September 19, 2008
Rough, beaten and ragged, the mountains arrive at the sea like weary soldiers having marched the entire continent to it’s bitter end. In a last show of defiance they thrust their spears, spires and towers heavenward and then collapse in a crumbled ice torn mass.
Impossible beauty. Impossible rock shaped and forged in patterns no human sculptor could conceive. Words fail the awe of standing among these giant masiffs of rock and sky, the land of snow and ice, lakes and forests, waterfalls and lagoons of torquoise blue. A kingdom of condors and puma, the guanaco and ostrich, and flamingo and fox. Opposing extremes twisting and pulling, stretching and shaping a landscape where words are yet to be defined to describe a place of such uncomparable strength and draw.

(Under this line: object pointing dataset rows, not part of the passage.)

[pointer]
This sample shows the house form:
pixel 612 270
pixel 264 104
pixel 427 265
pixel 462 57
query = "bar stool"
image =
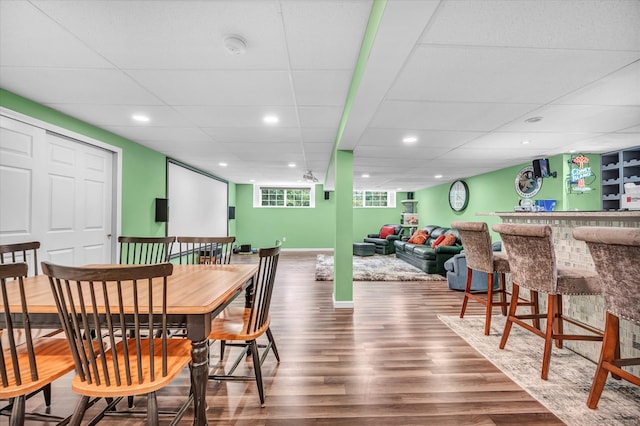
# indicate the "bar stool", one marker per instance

Like Lucy coming through the cloak room into a magical world, impossible was the only word I could muster. I stared heavenward at six condors circling in the skies above, looked north to the horns and towers of Torres del Paine reflected in glacier clear waters, looked down at the straw covered grass blowing in the winds, to the south a river meandering in the plain, and behind through the scented green forests and knew this was God’s palette. Though a painter could capture one view at a time and give their best rendering of that one vista, not one could capture the all encompassing dimensions and th need to look all directions at once, the sharp clear cold air refreshing the lungs, and chilling the hand and cheek, the utter freshness of the purest breath, the sounds of water flowing, grasses blowing, and leaves rustling. These are the aspects the armchair traveler never knows, the sheer wonder and joy, and madness of such incredible fragments of being. When one stands alone in the midst of it all, in a mind stopped by the magnitude and can only form the word Impossible.
Such was my experience that first day in the Parque Nacional de Torres del Paine. I was in a group of 9. Four Germans, 3 brazilians, an Irish girl and myself. We were all in transit on the tourist trail , straight off the Navimag ferry and hitting the next must see on the list.